As a kid, I never really had any idea who Christine Keeler, who died Monday at the age of 75, was. Her name was linked with the “Profumo Scandal,” which brought down a Conservative government in Britain, but to me sounded like it had something to do with smoking. It was, instead, a good, old-fashioned sex scandal.
Reading her obituaries, the affair seems so old-fashioned it would barely make headlines today. In 1961, John Profumo, the Minister of War under then-Prime Minister Harold Macmillan, was caught having an affair with the 19-year-old Ms. Keeler, a “party girl” who was sleeping with a number of other men, including a Russian diplomatic attaché. It was a side of “Swinging London” that didn’t make the tourist guides. Profumo and Macmillan lost their positions, while Keeler tried to keep her name in the headlines by selling her story to the British tabloids and attempting a career as an actress. Her story became the basis for the 1989 movie, Scandal, with Joanne Whalley as Keeler and Ian McKellen as Profumo.
But Keeler first really came to my attention as a lyric in the Kinks “Where Are They Now.” From the 1973 album Preservation, Act 1, it’s not one of the Kinks more memorable releases; if remembered at all, it’s because it was the first of series of albums written as theatrical productions. But, as with any Kinks albums, there are tunes worth checking out, especially in the early going, when the songs set the scene as opposed to moving the story forward. “Sweet Lady Genevieve” is better than good: a jaunty, mid-tempo pop tune that’s one of Ray’s tales of love and good intentions that were not followed through, while not nearly as fine, it certainly could take its place alongside “Big Black Smoke” and “Pretty Polly” as good lost Kinks songs.

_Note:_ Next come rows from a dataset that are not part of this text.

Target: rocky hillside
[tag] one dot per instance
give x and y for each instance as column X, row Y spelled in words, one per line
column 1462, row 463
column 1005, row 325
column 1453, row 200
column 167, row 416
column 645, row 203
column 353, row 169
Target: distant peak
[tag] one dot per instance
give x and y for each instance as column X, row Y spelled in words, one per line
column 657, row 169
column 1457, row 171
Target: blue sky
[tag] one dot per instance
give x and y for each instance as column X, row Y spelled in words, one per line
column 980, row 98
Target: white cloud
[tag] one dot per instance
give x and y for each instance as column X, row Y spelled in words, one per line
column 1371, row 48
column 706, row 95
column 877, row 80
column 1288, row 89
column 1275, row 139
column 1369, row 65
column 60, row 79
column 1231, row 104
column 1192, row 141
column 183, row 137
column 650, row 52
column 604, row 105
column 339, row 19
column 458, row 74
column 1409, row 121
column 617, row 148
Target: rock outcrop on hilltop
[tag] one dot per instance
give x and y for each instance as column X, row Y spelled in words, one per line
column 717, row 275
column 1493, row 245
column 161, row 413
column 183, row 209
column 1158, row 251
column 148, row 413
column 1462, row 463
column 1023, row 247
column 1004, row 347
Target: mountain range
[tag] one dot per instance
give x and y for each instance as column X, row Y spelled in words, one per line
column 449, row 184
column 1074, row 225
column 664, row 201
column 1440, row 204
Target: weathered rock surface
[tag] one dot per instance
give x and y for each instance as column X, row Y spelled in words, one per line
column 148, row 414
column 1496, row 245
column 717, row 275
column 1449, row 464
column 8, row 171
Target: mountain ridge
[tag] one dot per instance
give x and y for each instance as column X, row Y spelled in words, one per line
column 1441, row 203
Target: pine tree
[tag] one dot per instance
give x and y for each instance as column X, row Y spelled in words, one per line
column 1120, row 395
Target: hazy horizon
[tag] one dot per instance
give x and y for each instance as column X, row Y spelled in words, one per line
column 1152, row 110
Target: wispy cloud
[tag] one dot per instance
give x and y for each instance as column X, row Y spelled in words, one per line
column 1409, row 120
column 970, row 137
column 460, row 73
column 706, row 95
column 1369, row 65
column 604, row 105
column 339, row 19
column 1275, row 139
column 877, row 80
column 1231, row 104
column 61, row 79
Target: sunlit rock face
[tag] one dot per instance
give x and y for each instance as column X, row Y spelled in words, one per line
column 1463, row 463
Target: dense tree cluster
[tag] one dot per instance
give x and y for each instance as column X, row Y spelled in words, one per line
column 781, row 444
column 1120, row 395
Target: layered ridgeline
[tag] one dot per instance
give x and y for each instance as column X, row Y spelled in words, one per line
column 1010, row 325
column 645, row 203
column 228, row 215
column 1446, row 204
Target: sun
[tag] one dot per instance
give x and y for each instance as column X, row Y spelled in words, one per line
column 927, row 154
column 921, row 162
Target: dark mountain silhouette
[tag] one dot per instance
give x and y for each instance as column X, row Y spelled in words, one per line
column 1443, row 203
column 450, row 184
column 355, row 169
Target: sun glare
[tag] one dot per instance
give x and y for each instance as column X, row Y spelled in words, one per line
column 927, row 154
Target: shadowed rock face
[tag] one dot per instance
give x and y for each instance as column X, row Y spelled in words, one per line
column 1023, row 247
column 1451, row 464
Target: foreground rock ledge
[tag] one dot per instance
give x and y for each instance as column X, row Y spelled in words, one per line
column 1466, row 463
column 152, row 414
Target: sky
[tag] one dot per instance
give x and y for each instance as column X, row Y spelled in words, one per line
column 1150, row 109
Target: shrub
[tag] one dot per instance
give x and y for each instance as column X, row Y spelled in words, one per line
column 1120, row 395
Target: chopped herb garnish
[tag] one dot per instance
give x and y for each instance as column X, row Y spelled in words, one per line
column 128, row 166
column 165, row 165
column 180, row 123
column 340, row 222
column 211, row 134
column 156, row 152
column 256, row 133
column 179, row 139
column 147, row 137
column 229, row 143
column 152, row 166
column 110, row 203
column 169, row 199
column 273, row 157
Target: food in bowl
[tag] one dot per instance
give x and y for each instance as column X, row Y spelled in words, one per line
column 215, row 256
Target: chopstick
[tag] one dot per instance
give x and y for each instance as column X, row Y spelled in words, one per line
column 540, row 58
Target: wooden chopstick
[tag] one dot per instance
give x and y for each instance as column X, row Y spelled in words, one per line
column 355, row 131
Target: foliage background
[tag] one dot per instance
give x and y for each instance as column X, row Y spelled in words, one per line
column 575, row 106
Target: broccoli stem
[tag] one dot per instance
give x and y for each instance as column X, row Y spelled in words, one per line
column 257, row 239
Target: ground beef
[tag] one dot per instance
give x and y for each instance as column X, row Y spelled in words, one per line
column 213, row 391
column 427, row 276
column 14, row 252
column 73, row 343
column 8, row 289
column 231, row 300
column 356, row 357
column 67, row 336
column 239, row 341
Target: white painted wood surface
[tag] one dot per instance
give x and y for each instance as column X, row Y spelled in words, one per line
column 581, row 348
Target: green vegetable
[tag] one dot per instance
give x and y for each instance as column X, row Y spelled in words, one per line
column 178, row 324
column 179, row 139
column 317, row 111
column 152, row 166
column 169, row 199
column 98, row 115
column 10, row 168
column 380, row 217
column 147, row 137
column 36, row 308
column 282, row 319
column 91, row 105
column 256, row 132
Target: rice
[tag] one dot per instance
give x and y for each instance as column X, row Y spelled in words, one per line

But our concern is “Where Are They Now?,” which finds Ray in sadly nostalgic mode—after a torchy introduction, he lists the names of people who were once in the headlines, but have faded from memory. Keeler gets name-checked alongside other members of 60s London, including designers Ossie Clark and Mary Quant, and restauranteur Mr. Chow. It’s the kind of song Ray could write in his sleep, lifted by one a lovely questioning melody and ending with his hope that they’re “making it, and they’ve all got steady jobs.”